Every new innovation comes with its problems and security concerns. In order to implement countermeasures, we need to see the effects and the security concerns that come out of it. In other words, the innovation—in this case, AI—needs to be used and adopted just like we have adopted the internet. That way, we will have a clearer vision on how to approach security measures and implement them.

It isn't clear how we are going to approach AI security just yet. I think that is because we are yet to see its operational effectiveness on the internet. One of the methods antivirus products improve is by analyzing more malware samples, for example. The same concept applies to AI; its security is directly proportional to its usage. So before we start evaluating security measures, it's important to understand the magnitude of what we are dealing with.

Now I wanted to test if I could potentially generate fake credit cards using ChatGPT. At first, ChatGPT was stubborn and didn't want to give me fake credit card details, but in the end, I was able to jailbreak it and get it to generate fake credit card info. In other words, I bypassed the security and moderation features.

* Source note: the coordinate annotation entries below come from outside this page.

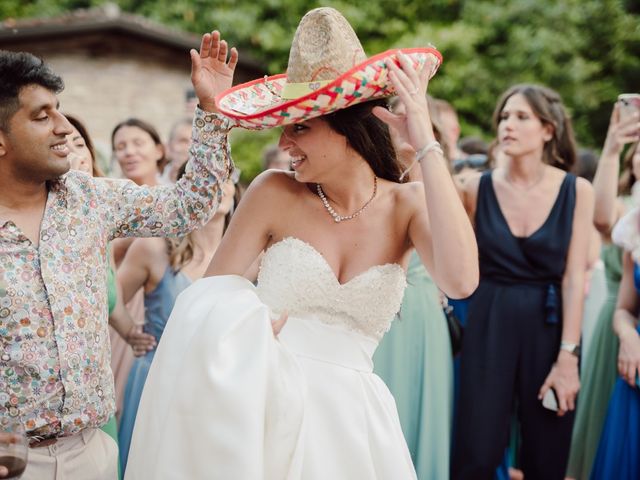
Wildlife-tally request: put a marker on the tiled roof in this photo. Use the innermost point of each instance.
(107, 17)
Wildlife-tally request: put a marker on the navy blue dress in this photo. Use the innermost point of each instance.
(619, 449)
(512, 339)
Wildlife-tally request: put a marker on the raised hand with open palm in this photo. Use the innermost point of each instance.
(211, 72)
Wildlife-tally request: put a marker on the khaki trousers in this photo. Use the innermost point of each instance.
(88, 455)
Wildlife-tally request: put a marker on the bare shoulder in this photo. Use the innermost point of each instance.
(584, 189)
(408, 194)
(275, 184)
(470, 183)
(146, 249)
(583, 185)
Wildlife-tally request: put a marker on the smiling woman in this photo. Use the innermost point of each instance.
(335, 237)
(139, 150)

To give you an idea of how ChatGPT responds when asking it for fake credit cards, this is how it responds:

ChatGPT refusing to provide fake credit card details

As you can see, it won't allow you to obtain such information, even if you try to circumvent the system by saying, for example, "for educational purposes." I thought of this model, which I believe is at the core of jailbreaking, and security measures should follow a similar model approach when implemented. Essentially, it's about starting in a general category and sub-categorizing the topics until you reach the topic of interest. Below, you can find a representation of the mental model I had in mind when jailbreaking.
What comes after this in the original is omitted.